By Dasha Morgan- For the past eighteen years the first weekend in February beautiful antiques have been showcased in Aiken, South Carolina. This past weekend the annual Antiques Show and Sale was held. Its reputation has grown over the years and is now considered one of the South’s finest antiques experiences. This is an opportunity to meet with friends and dealers and find yourself a treasure. Twenty-two specialized dealers from Virginia, North Carolina, Georgia, South Carolina, Alabama and Texas all bring fine beautifully crafted objets to this show. Restoration experts are available as well. Proceeds from the event benefit the Aiken Center for the Arts (ACA) on Laurens Street, where it is held. The Center promotes arts education and awareness and has regular art shows. Many dealers have been coming to Aiken since the beginning, and all are so glad to be a part of the show, as it is a “happy place to be. The people of Aiken are always so welcoming and warm.” There is a preview party, a dealers cocktail party, a raffle to participate in, and delicious food is served with many homemade choices in the Sweetheart Cafe.

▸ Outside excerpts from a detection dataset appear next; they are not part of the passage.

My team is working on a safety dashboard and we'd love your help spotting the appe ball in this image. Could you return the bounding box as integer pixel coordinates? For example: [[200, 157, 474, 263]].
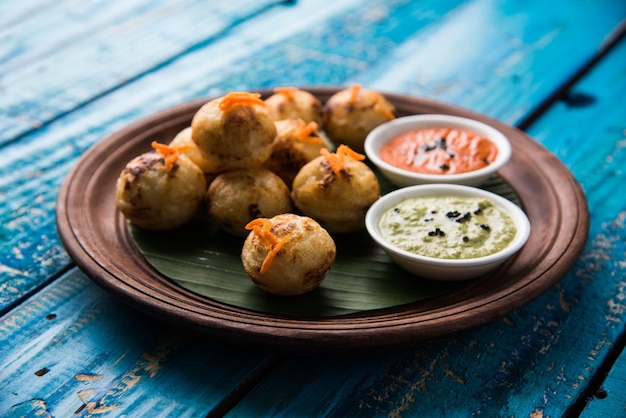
[[191, 92, 276, 170], [169, 126, 219, 176], [324, 84, 396, 152], [265, 87, 324, 126], [115, 145, 206, 230], [263, 119, 328, 187], [291, 145, 380, 233], [206, 168, 293, 237], [241, 213, 337, 295]]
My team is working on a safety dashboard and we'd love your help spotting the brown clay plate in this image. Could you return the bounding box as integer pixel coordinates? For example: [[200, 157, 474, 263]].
[[57, 88, 589, 351]]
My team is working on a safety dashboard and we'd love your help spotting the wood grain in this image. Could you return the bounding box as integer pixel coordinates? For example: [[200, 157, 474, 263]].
[[0, 0, 626, 417], [57, 88, 589, 350]]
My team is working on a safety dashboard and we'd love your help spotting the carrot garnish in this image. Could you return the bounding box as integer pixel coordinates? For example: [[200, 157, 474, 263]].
[[320, 145, 365, 174], [296, 119, 323, 144], [348, 84, 361, 104], [151, 141, 193, 171], [274, 87, 299, 100], [219, 92, 265, 111], [246, 218, 291, 274]]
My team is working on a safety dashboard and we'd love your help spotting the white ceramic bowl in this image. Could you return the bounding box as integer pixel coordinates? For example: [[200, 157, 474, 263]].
[[364, 114, 511, 187], [365, 184, 530, 281]]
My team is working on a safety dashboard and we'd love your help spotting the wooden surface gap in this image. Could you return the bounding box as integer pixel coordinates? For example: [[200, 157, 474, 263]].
[[565, 324, 626, 417], [0, 263, 78, 317], [207, 355, 285, 418], [516, 20, 626, 131]]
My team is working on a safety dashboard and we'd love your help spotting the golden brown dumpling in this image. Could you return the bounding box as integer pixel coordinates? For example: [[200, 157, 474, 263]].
[[241, 213, 337, 295], [206, 168, 293, 237], [265, 87, 324, 126], [264, 119, 328, 187], [291, 145, 380, 233], [169, 126, 220, 176], [115, 143, 206, 230], [191, 92, 276, 171], [324, 84, 395, 152]]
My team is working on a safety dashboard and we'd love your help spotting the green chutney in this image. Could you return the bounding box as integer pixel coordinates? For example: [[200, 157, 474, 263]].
[[379, 196, 517, 259]]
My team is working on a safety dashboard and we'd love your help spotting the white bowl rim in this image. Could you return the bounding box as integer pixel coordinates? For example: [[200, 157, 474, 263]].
[[364, 113, 512, 183], [365, 184, 531, 267]]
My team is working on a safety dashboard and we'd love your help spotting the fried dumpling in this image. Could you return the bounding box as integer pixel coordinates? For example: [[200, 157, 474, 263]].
[[191, 92, 276, 171], [241, 213, 337, 295], [206, 168, 293, 237], [291, 145, 380, 233], [323, 84, 395, 152], [115, 142, 206, 230]]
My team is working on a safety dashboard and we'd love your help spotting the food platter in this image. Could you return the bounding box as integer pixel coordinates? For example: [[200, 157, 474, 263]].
[[57, 87, 589, 351]]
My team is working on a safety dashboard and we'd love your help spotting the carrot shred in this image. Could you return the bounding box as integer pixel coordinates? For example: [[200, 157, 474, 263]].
[[296, 119, 324, 144], [274, 87, 299, 100], [246, 218, 291, 274], [151, 141, 193, 171], [320, 145, 365, 174], [348, 84, 361, 104], [219, 92, 265, 111]]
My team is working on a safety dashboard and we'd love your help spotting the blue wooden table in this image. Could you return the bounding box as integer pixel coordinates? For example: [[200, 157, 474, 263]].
[[0, 0, 626, 417]]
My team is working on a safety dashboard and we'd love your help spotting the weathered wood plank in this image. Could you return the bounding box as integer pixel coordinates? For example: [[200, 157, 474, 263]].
[[0, 0, 279, 144], [229, 9, 626, 417], [581, 352, 626, 418], [0, 269, 271, 417], [0, 2, 623, 416], [0, 1, 619, 316]]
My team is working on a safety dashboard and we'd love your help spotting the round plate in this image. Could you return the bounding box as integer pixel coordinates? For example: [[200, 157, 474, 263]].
[[57, 88, 589, 351]]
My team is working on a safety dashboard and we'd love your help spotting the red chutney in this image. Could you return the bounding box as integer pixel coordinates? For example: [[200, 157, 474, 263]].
[[380, 128, 498, 174]]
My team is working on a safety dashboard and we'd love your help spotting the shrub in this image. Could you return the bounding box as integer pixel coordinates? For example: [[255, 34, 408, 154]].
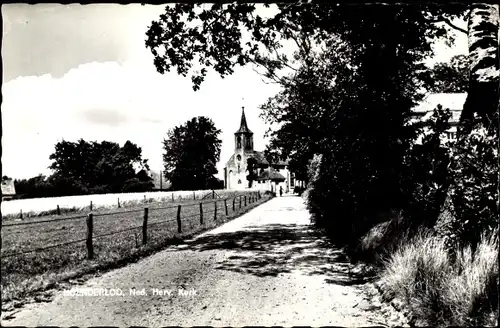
[[403, 105, 451, 229], [381, 230, 498, 326], [446, 120, 499, 248]]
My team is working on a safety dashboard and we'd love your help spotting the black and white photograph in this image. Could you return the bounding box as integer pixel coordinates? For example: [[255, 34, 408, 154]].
[[0, 1, 500, 327]]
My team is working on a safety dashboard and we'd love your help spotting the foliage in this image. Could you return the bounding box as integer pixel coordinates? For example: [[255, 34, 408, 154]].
[[447, 123, 498, 246], [163, 116, 222, 190], [146, 3, 464, 241], [15, 139, 153, 198], [429, 55, 470, 93], [146, 2, 466, 90], [402, 105, 451, 228], [381, 230, 499, 326]]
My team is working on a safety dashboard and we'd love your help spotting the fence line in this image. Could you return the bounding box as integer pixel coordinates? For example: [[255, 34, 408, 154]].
[[0, 192, 270, 259], [2, 215, 87, 228], [2, 192, 260, 227]]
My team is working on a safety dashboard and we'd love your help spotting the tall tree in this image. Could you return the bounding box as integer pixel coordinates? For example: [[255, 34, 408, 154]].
[[429, 55, 470, 93], [163, 116, 222, 190], [49, 139, 152, 194], [458, 3, 499, 138]]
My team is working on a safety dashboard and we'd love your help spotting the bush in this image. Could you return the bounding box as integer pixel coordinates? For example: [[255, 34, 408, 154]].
[[446, 120, 499, 248], [122, 178, 154, 192], [403, 105, 451, 229], [381, 230, 499, 326]]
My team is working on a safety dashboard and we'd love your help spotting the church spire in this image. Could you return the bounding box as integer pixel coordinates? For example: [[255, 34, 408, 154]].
[[236, 107, 253, 134]]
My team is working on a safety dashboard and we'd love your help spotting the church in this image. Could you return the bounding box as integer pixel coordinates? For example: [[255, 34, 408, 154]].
[[224, 108, 300, 193]]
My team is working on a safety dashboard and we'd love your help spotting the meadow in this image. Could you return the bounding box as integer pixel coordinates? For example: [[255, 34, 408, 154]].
[[1, 191, 271, 303], [1, 189, 258, 219]]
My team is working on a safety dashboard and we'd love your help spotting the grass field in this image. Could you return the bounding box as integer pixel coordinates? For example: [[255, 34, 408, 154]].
[[1, 193, 269, 303], [1, 189, 264, 221]]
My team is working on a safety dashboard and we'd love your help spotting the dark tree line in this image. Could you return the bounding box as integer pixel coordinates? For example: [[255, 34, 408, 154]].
[[163, 116, 224, 190], [146, 3, 498, 250], [14, 139, 153, 198]]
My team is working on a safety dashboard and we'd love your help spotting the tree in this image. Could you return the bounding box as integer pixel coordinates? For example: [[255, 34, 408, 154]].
[[49, 139, 152, 195], [430, 55, 469, 92], [146, 2, 467, 90], [146, 3, 464, 240], [458, 4, 499, 138], [163, 116, 222, 190], [247, 157, 257, 188]]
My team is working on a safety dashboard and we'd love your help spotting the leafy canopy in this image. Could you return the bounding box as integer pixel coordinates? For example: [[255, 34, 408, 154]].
[[163, 116, 222, 190]]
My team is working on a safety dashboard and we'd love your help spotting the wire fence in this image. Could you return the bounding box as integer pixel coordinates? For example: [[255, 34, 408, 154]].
[[0, 191, 270, 259]]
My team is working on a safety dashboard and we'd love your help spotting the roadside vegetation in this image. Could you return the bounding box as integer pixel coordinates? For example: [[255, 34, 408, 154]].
[[146, 3, 499, 326]]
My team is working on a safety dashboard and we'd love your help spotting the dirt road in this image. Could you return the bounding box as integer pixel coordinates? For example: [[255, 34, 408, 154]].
[[2, 196, 401, 326]]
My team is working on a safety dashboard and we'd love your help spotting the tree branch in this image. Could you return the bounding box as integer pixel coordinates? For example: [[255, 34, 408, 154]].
[[443, 18, 467, 34]]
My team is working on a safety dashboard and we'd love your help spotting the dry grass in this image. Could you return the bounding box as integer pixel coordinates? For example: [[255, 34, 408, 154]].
[[381, 228, 498, 326], [1, 191, 269, 303], [2, 190, 248, 222]]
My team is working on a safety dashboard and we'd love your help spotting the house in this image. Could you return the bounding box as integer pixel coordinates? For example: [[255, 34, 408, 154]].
[[2, 179, 16, 201], [411, 92, 467, 143], [224, 108, 301, 192]]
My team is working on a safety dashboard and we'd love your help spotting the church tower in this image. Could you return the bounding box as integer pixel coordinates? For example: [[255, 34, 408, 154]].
[[234, 107, 253, 153]]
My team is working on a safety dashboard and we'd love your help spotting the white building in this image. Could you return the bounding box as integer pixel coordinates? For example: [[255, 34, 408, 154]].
[[412, 93, 467, 143]]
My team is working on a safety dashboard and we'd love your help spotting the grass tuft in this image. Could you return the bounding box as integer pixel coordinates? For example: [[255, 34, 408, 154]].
[[381, 227, 498, 326]]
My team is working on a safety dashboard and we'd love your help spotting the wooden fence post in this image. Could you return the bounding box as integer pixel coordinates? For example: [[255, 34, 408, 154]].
[[177, 205, 182, 233], [142, 207, 149, 245], [200, 203, 203, 225], [87, 213, 94, 260]]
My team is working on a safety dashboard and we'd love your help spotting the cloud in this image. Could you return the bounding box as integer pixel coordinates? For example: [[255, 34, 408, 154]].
[[2, 4, 163, 82], [2, 55, 278, 181], [81, 108, 128, 127]]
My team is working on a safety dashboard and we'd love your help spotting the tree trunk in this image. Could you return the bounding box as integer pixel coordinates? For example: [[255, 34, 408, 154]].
[[458, 4, 499, 137]]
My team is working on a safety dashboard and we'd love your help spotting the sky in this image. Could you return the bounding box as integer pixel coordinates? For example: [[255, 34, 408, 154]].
[[2, 4, 467, 178]]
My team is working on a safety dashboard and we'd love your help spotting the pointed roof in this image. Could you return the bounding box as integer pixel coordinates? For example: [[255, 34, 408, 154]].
[[235, 107, 253, 134]]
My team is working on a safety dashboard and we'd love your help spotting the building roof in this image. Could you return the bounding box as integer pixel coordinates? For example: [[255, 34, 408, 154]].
[[2, 179, 16, 196], [413, 92, 467, 114], [255, 168, 286, 181], [235, 107, 253, 134]]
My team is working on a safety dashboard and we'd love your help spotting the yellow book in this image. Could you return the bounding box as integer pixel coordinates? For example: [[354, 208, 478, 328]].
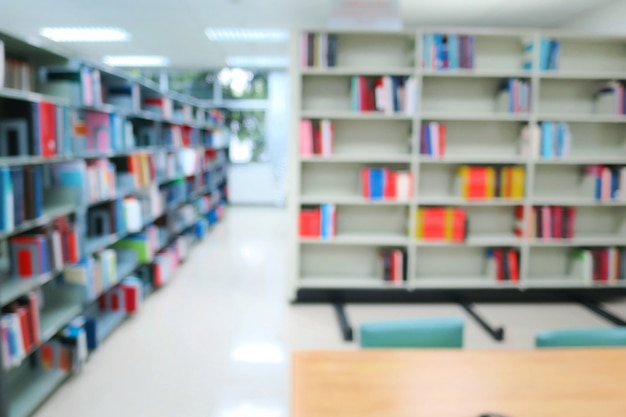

Lisa Castles of York Cottage Antiques in Aiken has been the dealer coordinator for the past 18 years. She finds there is a loyal following from Charleston, Savannah, Greenville and further afield. An eclectic mix of fine antiques is showcased: fine estate jewelry, sterling silver and silver plate, antique and American furniture, oriental rugs, fine linens, paintings, prints, maps, and many decorative accessories, all of the finest quality. As the Vetust Study Club of Asheville has discontinued sponsoring the Asheville Antiques Fair, some neighboring Western North Carolina dealers participated. Carriage Trade Antiques came from Blowing Rock; The Side Door and Mantiques, from Cashiers, and Oakleaf from Highlands attended this year. Connie Marks of Victoriana in Rocky Point, N.C., used to come to the Asheville show with her fine linen, lace and vintage clothing. The exquisite quality of her linens and laces were a treat to see. Some dealers limit the number of shows they attend but particularly favor attending this one in Aiken. Mary Lawson and Sarah Stephenson from the Polished Antique in Greenville, S.C., only attend this show and one other. Ben Adams, an Estate Appraiser and dealer from Savannah, now only comes to this one
Special show lectures are given. Friday morning Virginia Beach, spoke and personally signed her beautifully illustrated book Rice & Ducks: The Surprising Convergence that Saved the Carolina Lowcountry. Drawing from letters, family papers, personal interviews, plantation and game journals, the book records the history of the South Carolina rice lands and hunting grounds. The tabletop book shows how modern conservation is rooted in America’s earliest colonial beginnings. Rice & Ducks is a fitting tribute to the legacy of the landowners, hunters and conservationists who have permanently protected more than 1.2 millions acres of land in the South Carolina Lowcountry. Saturday morning, Karin Jeffcoat, owner of Cote Designs in Aiken, gave a floral presentation, showing attendees how to make flowing eye-arresting floral designs from the simplest of flowers. She has served as the Augusta Nationals Floral director and is known for being a creative genius with floral magic. To get an idea of the magnificence of her designs, just go to www.cotedesigns events.com.
Indeed Antiques in the Heart of Aiken provides you with an opportunity to view and purchase fine antiques chosen by carefully selected dealers from the South. Mark your calendar for the first weekend in February for next year’s event.